The second negative experience happened last week, but I heard the story second-hand from Grandmother. She took the kids to different family restaurant after gymnastics and shopping last Tuesday. It was 11:30, and they were one of the first groups in the place for lunch that day. Luke woke up prematurely from his nap while they were all in the bathroom so Ella could potty, and he was fussy. Just fussy, not exceedingly loud or inconsolable. Grandmother was tending to him, but she said at the first sound he made there was a member of the wait staff standing at the table asking what they could do to help. That would have been fine, except that a parade of wait staff then continued to the table - even bringing a high chair she did not ask for - to the point that they were attracting more attention to them than the fussing baby. It culminated in one of them asking her if they could bring her a to-go box - when she'd barely gotten Ella's plate set up for her and had only taken 2 bites of her own meal. They brought her the check less than thirty minutes after they sat down at the table. She was embarrassed; I was angry. For situations like this one, I'll gladly support a restaurant owner stating directly that children aren't allowed. I'd much rather know it before I take them in a place than be humiliated by the wait staff once I'm there. (I did log a complaint on this company's website, and the manager called the next day to apologize for the incident, stating that children are always welcome there and they obviously need to do some training with their wait staff.)

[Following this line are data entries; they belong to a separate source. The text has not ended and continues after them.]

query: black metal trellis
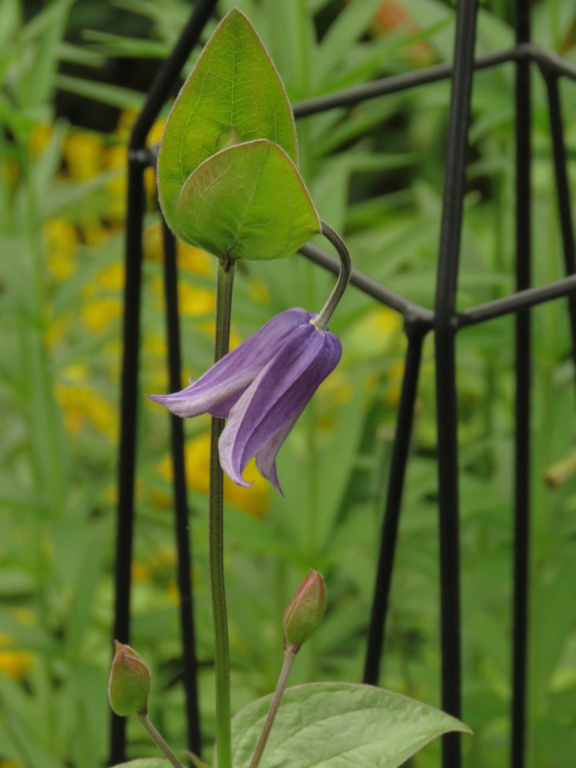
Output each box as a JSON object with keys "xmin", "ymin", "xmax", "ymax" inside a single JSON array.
[{"xmin": 110, "ymin": 0, "xmax": 576, "ymax": 768}]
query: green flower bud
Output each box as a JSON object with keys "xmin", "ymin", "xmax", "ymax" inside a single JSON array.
[
  {"xmin": 282, "ymin": 570, "xmax": 326, "ymax": 653},
  {"xmin": 108, "ymin": 640, "xmax": 150, "ymax": 716}
]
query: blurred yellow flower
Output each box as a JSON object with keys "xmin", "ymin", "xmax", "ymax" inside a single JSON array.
[
  {"xmin": 0, "ymin": 632, "xmax": 34, "ymax": 680},
  {"xmin": 318, "ymin": 368, "xmax": 354, "ymax": 407},
  {"xmin": 63, "ymin": 131, "xmax": 104, "ymax": 181},
  {"xmin": 248, "ymin": 277, "xmax": 270, "ymax": 304},
  {"xmin": 157, "ymin": 432, "xmax": 269, "ymax": 517},
  {"xmin": 345, "ymin": 307, "xmax": 404, "ymax": 360},
  {"xmin": 28, "ymin": 123, "xmax": 54, "ymax": 157},
  {"xmin": 386, "ymin": 360, "xmax": 404, "ymax": 405},
  {"xmin": 42, "ymin": 218, "xmax": 79, "ymax": 282},
  {"xmin": 80, "ymin": 262, "xmax": 124, "ymax": 332},
  {"xmin": 54, "ymin": 365, "xmax": 117, "ymax": 439},
  {"xmin": 178, "ymin": 280, "xmax": 216, "ymax": 317},
  {"xmin": 80, "ymin": 298, "xmax": 122, "ymax": 333}
]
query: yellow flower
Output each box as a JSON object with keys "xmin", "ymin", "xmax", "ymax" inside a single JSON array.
[
  {"xmin": 0, "ymin": 632, "xmax": 34, "ymax": 680},
  {"xmin": 386, "ymin": 360, "xmax": 404, "ymax": 405},
  {"xmin": 28, "ymin": 123, "xmax": 54, "ymax": 157},
  {"xmin": 346, "ymin": 307, "xmax": 403, "ymax": 360},
  {"xmin": 80, "ymin": 298, "xmax": 122, "ymax": 332},
  {"xmin": 43, "ymin": 218, "xmax": 79, "ymax": 282},
  {"xmin": 64, "ymin": 131, "xmax": 104, "ymax": 181},
  {"xmin": 178, "ymin": 280, "xmax": 216, "ymax": 317},
  {"xmin": 80, "ymin": 262, "xmax": 124, "ymax": 332},
  {"xmin": 248, "ymin": 277, "xmax": 270, "ymax": 304},
  {"xmin": 157, "ymin": 432, "xmax": 269, "ymax": 517},
  {"xmin": 54, "ymin": 365, "xmax": 117, "ymax": 439}
]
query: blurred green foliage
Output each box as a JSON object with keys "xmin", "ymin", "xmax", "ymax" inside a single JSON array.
[{"xmin": 0, "ymin": 0, "xmax": 576, "ymax": 768}]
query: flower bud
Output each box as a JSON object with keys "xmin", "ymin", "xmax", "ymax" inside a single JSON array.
[
  {"xmin": 282, "ymin": 570, "xmax": 326, "ymax": 653},
  {"xmin": 108, "ymin": 640, "xmax": 150, "ymax": 715}
]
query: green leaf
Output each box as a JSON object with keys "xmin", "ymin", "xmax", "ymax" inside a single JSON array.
[
  {"xmin": 158, "ymin": 10, "xmax": 297, "ymax": 229},
  {"xmin": 227, "ymin": 683, "xmax": 470, "ymax": 768},
  {"xmin": 174, "ymin": 139, "xmax": 320, "ymax": 260},
  {"xmin": 114, "ymin": 757, "xmax": 172, "ymax": 768}
]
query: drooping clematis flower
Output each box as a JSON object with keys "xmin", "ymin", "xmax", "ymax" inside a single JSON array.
[{"xmin": 149, "ymin": 309, "xmax": 342, "ymax": 493}]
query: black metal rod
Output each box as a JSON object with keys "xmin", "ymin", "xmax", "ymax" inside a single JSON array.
[
  {"xmin": 162, "ymin": 221, "xmax": 201, "ymax": 757},
  {"xmin": 300, "ymin": 243, "xmax": 434, "ymax": 330},
  {"xmin": 110, "ymin": 0, "xmax": 216, "ymax": 764},
  {"xmin": 454, "ymin": 275, "xmax": 576, "ymax": 328},
  {"xmin": 528, "ymin": 43, "xmax": 576, "ymax": 80},
  {"xmin": 293, "ymin": 47, "xmax": 524, "ymax": 118},
  {"xmin": 130, "ymin": 0, "xmax": 218, "ymax": 150},
  {"xmin": 364, "ymin": 334, "xmax": 424, "ymax": 685},
  {"xmin": 510, "ymin": 0, "xmax": 532, "ymax": 768},
  {"xmin": 110, "ymin": 162, "xmax": 145, "ymax": 765},
  {"xmin": 545, "ymin": 75, "xmax": 576, "ymax": 365},
  {"xmin": 435, "ymin": 0, "xmax": 478, "ymax": 768}
]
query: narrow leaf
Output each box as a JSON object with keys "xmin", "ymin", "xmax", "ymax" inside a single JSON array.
[{"xmin": 175, "ymin": 139, "xmax": 320, "ymax": 260}]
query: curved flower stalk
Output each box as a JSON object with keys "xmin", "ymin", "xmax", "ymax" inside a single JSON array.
[{"xmin": 149, "ymin": 309, "xmax": 342, "ymax": 493}]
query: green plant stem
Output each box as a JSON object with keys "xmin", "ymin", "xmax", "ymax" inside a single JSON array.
[
  {"xmin": 250, "ymin": 649, "xmax": 296, "ymax": 768},
  {"xmin": 311, "ymin": 221, "xmax": 352, "ymax": 331},
  {"xmin": 138, "ymin": 713, "xmax": 184, "ymax": 768},
  {"xmin": 209, "ymin": 260, "xmax": 235, "ymax": 768}
]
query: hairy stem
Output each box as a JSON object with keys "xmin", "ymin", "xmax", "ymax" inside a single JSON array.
[
  {"xmin": 138, "ymin": 714, "xmax": 184, "ymax": 768},
  {"xmin": 250, "ymin": 648, "xmax": 296, "ymax": 768},
  {"xmin": 311, "ymin": 221, "xmax": 352, "ymax": 331},
  {"xmin": 209, "ymin": 260, "xmax": 235, "ymax": 768}
]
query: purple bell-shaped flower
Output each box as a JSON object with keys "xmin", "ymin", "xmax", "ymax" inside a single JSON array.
[{"xmin": 149, "ymin": 309, "xmax": 342, "ymax": 493}]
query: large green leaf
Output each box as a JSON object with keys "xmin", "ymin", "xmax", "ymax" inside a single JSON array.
[
  {"xmin": 176, "ymin": 139, "xmax": 320, "ymax": 260},
  {"xmin": 158, "ymin": 10, "xmax": 297, "ymax": 228},
  {"xmin": 114, "ymin": 757, "xmax": 172, "ymax": 768},
  {"xmin": 232, "ymin": 683, "xmax": 469, "ymax": 768}
]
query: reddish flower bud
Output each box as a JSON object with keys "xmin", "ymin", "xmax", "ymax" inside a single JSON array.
[
  {"xmin": 108, "ymin": 640, "xmax": 150, "ymax": 715},
  {"xmin": 282, "ymin": 570, "xmax": 326, "ymax": 653}
]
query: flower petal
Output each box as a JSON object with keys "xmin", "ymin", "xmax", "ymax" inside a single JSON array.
[
  {"xmin": 219, "ymin": 322, "xmax": 342, "ymax": 485},
  {"xmin": 256, "ymin": 409, "xmax": 304, "ymax": 496},
  {"xmin": 148, "ymin": 308, "xmax": 314, "ymax": 418}
]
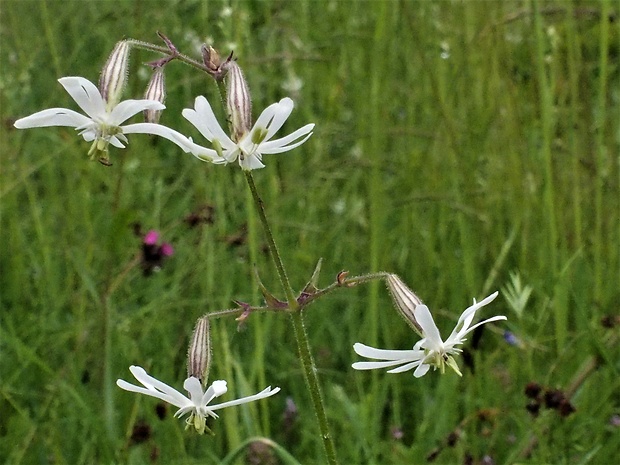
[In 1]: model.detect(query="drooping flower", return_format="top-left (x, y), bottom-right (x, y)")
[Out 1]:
top-left (183, 96), bottom-right (314, 171)
top-left (15, 77), bottom-right (193, 164)
top-left (353, 292), bottom-right (506, 378)
top-left (116, 366), bottom-right (280, 434)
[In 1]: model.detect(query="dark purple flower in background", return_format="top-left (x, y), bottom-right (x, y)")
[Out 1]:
top-left (142, 229), bottom-right (174, 276)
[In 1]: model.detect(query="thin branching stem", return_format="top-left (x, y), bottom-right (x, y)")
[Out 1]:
top-left (245, 171), bottom-right (338, 465)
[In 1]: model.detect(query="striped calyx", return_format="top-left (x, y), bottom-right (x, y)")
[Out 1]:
top-left (144, 67), bottom-right (166, 123)
top-left (99, 40), bottom-right (130, 109)
top-left (387, 274), bottom-right (424, 337)
top-left (226, 61), bottom-right (252, 142)
top-left (187, 316), bottom-right (211, 386)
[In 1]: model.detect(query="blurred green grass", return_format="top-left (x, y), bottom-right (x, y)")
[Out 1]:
top-left (0, 0), bottom-right (620, 464)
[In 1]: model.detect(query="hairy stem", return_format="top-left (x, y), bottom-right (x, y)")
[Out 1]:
top-left (245, 171), bottom-right (338, 464)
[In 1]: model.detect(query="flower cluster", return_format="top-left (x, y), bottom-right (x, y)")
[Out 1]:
top-left (353, 275), bottom-right (506, 378)
top-left (15, 41), bottom-right (314, 171)
top-left (15, 35), bottom-right (506, 438)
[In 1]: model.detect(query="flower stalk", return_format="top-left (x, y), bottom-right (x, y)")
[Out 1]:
top-left (244, 171), bottom-right (338, 465)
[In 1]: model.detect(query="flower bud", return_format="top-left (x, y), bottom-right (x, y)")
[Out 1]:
top-left (144, 67), bottom-right (166, 123)
top-left (187, 316), bottom-right (211, 386)
top-left (99, 40), bottom-right (130, 109)
top-left (387, 274), bottom-right (424, 337)
top-left (226, 61), bottom-right (252, 142)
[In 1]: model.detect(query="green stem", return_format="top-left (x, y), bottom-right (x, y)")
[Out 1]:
top-left (244, 171), bottom-right (299, 302)
top-left (245, 171), bottom-right (338, 464)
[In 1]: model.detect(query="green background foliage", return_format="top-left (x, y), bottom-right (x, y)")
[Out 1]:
top-left (0, 0), bottom-right (620, 464)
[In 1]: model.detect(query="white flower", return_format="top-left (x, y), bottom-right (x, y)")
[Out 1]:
top-left (183, 96), bottom-right (314, 171)
top-left (116, 366), bottom-right (280, 434)
top-left (15, 77), bottom-right (187, 163)
top-left (353, 292), bottom-right (506, 378)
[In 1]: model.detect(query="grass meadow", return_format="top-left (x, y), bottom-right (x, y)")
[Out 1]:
top-left (0, 0), bottom-right (620, 465)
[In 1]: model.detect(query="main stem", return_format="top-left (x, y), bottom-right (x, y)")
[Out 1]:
top-left (244, 171), bottom-right (338, 465)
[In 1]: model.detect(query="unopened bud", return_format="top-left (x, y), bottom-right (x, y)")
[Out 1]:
top-left (99, 40), bottom-right (131, 108)
top-left (144, 68), bottom-right (166, 123)
top-left (226, 61), bottom-right (252, 142)
top-left (187, 316), bottom-right (211, 386)
top-left (201, 44), bottom-right (222, 73)
top-left (387, 274), bottom-right (424, 337)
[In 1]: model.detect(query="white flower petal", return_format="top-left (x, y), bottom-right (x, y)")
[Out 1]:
top-left (414, 304), bottom-right (443, 350)
top-left (108, 134), bottom-right (126, 149)
top-left (122, 123), bottom-right (195, 152)
top-left (388, 356), bottom-right (424, 373)
top-left (107, 100), bottom-right (166, 126)
top-left (181, 95), bottom-right (235, 150)
top-left (209, 386), bottom-right (280, 410)
top-left (413, 363), bottom-right (431, 378)
top-left (58, 76), bottom-right (106, 119)
top-left (200, 380), bottom-right (228, 408)
top-left (353, 342), bottom-right (423, 360)
top-left (260, 124), bottom-right (314, 154)
top-left (250, 97), bottom-right (294, 141)
top-left (448, 291), bottom-right (499, 340)
top-left (351, 360), bottom-right (408, 370)
top-left (15, 108), bottom-right (92, 129)
top-left (239, 154), bottom-right (265, 171)
top-left (116, 366), bottom-right (191, 407)
top-left (183, 376), bottom-right (203, 407)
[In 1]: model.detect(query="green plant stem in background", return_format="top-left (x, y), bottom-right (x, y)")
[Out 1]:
top-left (532, 1), bottom-right (568, 352)
top-left (244, 171), bottom-right (338, 464)
top-left (593, 0), bottom-right (609, 302)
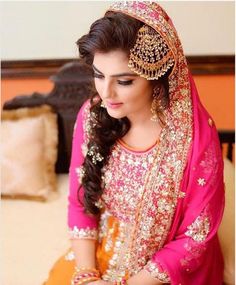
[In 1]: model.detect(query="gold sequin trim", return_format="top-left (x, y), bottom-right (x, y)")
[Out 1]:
top-left (185, 207), bottom-right (210, 242)
top-left (144, 261), bottom-right (170, 283)
top-left (69, 226), bottom-right (98, 239)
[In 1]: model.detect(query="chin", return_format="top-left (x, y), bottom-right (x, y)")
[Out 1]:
top-left (107, 109), bottom-right (125, 119)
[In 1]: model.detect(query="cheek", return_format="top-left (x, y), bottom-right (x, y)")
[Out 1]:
top-left (94, 79), bottom-right (102, 95)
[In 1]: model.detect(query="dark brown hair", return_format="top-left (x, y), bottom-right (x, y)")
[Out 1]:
top-left (77, 12), bottom-right (169, 215)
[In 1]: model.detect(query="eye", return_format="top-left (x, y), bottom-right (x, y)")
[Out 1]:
top-left (118, 80), bottom-right (133, 85)
top-left (93, 72), bottom-right (103, 79)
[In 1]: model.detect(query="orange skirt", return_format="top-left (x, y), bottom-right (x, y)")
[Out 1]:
top-left (43, 216), bottom-right (129, 285)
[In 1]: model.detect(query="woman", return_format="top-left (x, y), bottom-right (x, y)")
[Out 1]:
top-left (46, 1), bottom-right (224, 285)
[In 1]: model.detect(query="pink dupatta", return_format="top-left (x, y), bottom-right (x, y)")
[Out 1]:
top-left (68, 1), bottom-right (224, 285)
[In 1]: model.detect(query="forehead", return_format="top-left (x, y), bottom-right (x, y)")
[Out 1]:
top-left (93, 50), bottom-right (133, 74)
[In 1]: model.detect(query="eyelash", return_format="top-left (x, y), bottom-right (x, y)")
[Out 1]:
top-left (93, 73), bottom-right (133, 86)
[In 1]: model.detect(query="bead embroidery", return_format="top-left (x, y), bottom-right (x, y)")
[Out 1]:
top-left (69, 226), bottom-right (98, 239)
top-left (185, 207), bottom-right (210, 242)
top-left (197, 178), bottom-right (206, 186)
top-left (144, 261), bottom-right (171, 283)
top-left (109, 1), bottom-right (193, 272)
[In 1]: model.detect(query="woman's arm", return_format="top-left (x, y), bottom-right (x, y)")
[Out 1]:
top-left (127, 270), bottom-right (163, 285)
top-left (71, 239), bottom-right (96, 268)
top-left (68, 102), bottom-right (97, 268)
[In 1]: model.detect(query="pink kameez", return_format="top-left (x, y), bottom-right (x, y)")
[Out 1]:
top-left (48, 1), bottom-right (224, 285)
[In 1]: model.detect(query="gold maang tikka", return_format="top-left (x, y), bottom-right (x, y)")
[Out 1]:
top-left (128, 25), bottom-right (174, 80)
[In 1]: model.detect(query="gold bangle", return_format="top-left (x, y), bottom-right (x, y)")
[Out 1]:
top-left (76, 277), bottom-right (100, 285)
top-left (75, 266), bottom-right (99, 272)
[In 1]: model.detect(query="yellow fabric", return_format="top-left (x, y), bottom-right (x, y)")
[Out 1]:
top-left (218, 159), bottom-right (235, 285)
top-left (43, 251), bottom-right (75, 285)
top-left (43, 216), bottom-right (128, 285)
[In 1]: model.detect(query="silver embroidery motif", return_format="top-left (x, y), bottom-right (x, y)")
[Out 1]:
top-left (185, 207), bottom-right (210, 242)
top-left (144, 261), bottom-right (170, 283)
top-left (69, 226), bottom-right (98, 239)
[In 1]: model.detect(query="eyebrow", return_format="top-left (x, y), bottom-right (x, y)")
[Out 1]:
top-left (93, 65), bottom-right (138, 77)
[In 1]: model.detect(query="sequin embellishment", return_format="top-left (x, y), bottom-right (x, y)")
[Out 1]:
top-left (69, 226), bottom-right (98, 239)
top-left (185, 207), bottom-right (210, 242)
top-left (144, 261), bottom-right (170, 283)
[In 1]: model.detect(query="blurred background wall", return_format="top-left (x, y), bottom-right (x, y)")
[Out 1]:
top-left (0, 1), bottom-right (235, 129)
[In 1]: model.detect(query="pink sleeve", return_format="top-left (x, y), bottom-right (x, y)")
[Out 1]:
top-left (68, 101), bottom-right (97, 239)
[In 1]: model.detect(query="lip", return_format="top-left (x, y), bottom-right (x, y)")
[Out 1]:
top-left (106, 102), bottom-right (123, 109)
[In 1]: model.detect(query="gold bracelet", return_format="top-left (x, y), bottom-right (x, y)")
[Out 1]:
top-left (75, 266), bottom-right (100, 274)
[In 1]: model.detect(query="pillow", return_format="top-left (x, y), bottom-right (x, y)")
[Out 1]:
top-left (218, 158), bottom-right (235, 285)
top-left (1, 105), bottom-right (58, 201)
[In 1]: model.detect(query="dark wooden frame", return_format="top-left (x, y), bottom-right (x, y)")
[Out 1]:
top-left (1, 55), bottom-right (235, 79)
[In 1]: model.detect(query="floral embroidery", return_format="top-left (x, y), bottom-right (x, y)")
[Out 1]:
top-left (144, 261), bottom-right (170, 283)
top-left (110, 1), bottom-right (193, 272)
top-left (65, 250), bottom-right (75, 261)
top-left (69, 226), bottom-right (98, 239)
top-left (199, 140), bottom-right (222, 185)
top-left (197, 178), bottom-right (206, 186)
top-left (185, 205), bottom-right (210, 242)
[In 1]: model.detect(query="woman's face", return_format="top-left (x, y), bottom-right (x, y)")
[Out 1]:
top-left (93, 50), bottom-right (153, 120)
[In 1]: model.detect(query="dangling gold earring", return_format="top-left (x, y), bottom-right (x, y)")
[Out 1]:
top-left (100, 101), bottom-right (106, 109)
top-left (150, 86), bottom-right (161, 122)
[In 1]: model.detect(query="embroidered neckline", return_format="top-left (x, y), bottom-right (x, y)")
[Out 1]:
top-left (117, 139), bottom-right (159, 153)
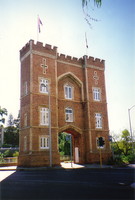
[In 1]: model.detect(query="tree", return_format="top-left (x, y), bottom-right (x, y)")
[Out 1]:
top-left (59, 133), bottom-right (70, 155)
top-left (82, 0), bottom-right (102, 8)
top-left (0, 107), bottom-right (7, 124)
top-left (111, 129), bottom-right (135, 164)
top-left (4, 114), bottom-right (20, 147)
top-left (8, 114), bottom-right (14, 126)
top-left (82, 0), bottom-right (102, 28)
top-left (119, 129), bottom-right (132, 156)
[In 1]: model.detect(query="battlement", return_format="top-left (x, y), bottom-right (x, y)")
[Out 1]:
top-left (20, 40), bottom-right (57, 57)
top-left (87, 56), bottom-right (105, 67)
top-left (57, 53), bottom-right (105, 67)
top-left (20, 40), bottom-right (105, 67)
top-left (57, 53), bottom-right (83, 64)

So, I'm okay with a restaurant telling me right up front that my children are not welcome there. I'm okay with not taking them to a fancy/quiet/expensive restaurant. I'm perfectly okay with eating in one of those restaurants in peace without my children (and without going to the potty five times, trying to eat my food while hanging onto a baby monkey, picking up the sippy cup 22 times, cutting up tiny bites of food, asking for three more cups of ranch, and pre-cleaning our area so that it's cleanable when we leave). I'm really okay with that.
I do hope that this does not become a trend for all restaurants because I don't know how else kids will learn to dine in public if they can't actually dine in public.